It’s odd to hear her use the word “comfortable” in the context. Alice Creed may be a superb role and showcase, but the humiliations and degradations visited upon the character are anything but comfortable. By the end of the first act, Ms. Arterton has been stripped, tied down, gagged and forced to pee into a bucket, in a series of graphic incidents that caused no little controversy at the film’s premiere during last year’s London Film Festival.
“I don’t know why people went on about it,” she says. “You know what? It’s really boring how people keep talking about the nudity. There’s male nudity in the film too and nobody says a word about that. Alice is a really strong woman so it shouldn’t matter that she gets her kit off. She’s got a great mind. She’s savvy, you know what I mean? I was thrilled to get the part.”
She admits, however, that certain nude scenes have not always been in her best interests.
“With this one, I knew there wouldn’t be a problem just from reading the script,” she says. “You have to see how shit things are for her for you to appreciate what she does next. It wasn’t sleazy on the page and it isn’t sleazy in the film. And I should know. I have had experiences with someone shooting me badly in a film. I’ve done shitty parts when I felt used after. This film couldn’t be more different.”
She is particularly enthusiastic about “looking like shit” on screen. For Alice she was required to wear a vile purple tracksuit (“It’s so disgusting it’s iconic,” she laughs) and cry for most of the five-week shoot.
“My eyes were really sore by the end”, she says. “It’s funny because when I was at drama school I thought I’d never make it as an actress because I couldn’t make myself cry.

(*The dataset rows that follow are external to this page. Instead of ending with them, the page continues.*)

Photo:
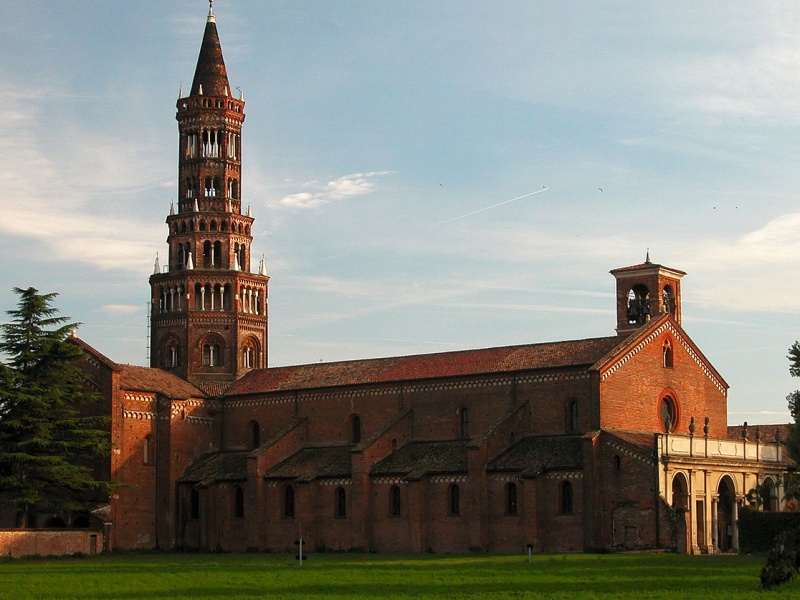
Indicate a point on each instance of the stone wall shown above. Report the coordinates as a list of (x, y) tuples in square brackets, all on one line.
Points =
[(50, 542)]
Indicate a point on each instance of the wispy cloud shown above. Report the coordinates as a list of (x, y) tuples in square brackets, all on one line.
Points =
[(347, 186)]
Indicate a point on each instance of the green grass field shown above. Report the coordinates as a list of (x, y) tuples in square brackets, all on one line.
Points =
[(387, 576)]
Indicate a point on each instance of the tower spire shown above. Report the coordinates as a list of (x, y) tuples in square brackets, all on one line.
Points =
[(210, 75)]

Of course, the trick is that you don’t make yourself cry. You can listen to certain songs to get yourself in the mood but really, you just have to make believe and get into character. Get imagining and be extreme. There was one scene with a gun and at the end of it I couldn’t actually see. I can’t see any of the actors. It was lucky I didn’t have to look beautiful. I was a bloody mess.”

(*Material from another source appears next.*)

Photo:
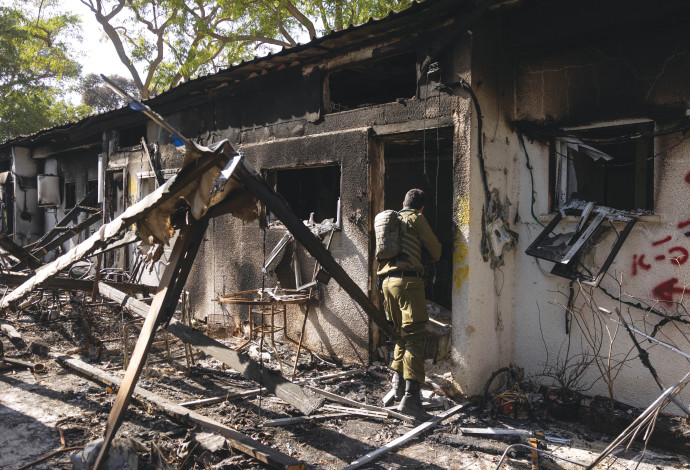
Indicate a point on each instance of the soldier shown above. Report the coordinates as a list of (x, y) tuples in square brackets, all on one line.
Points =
[(405, 303)]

As you may have gathered, Ms. Arterton is not one to mince words or affect airs and graces. Born to a proudly working class Gravesend clan – dad is a welder, her single mum was a cleaner – she got the acting bug through a performance arts programme at grammar school and was already landing choice stage roles before graduating from the Royal Academy.
“I love theatre,” she says. “I always imagined I’d do theatre all the time. I’ve had to turn down a few films to do my next play so I’ve had people shouting down the phone from LA at me. ‘What are you doing? Are you crazy?’ But that’s where you learn about acting. I have to do at least one play a year for myself. So I’m prepared to put my foot down about it.”
Rather adorably, she thinks of herself as a freak and never objects to questions about her polydactyly (she was born with an extra digit on each foot and hand). She similarly shrugs off her status as a sex symbol and her high profile turns in Quantum Of Solace, St. Trinian’s and Clash Of The Titans.
“When you’re an actor you have to maintain some kind of visibility,” she sighs. “You have to do the blockbusters and take the bums on seats parts. But I’d never go to a blockbuster at the cinema myself. Eventually, my friends will nag me into seeing Avatar or whatever but it’s not my first choice. I like films like The Disappearance Of Alice Creed. I’m not just saying that; it’s the sort of film I go to see. So then you have your LA agent saying, ‘Oh, it’s a little risqué; it’s not right for you’. Well, that’s why I want to do it. I want a challenge.”
She laughs. “I’m hoping to play a fat, ugly stalker in my next film. No more standing around in dresses for me.”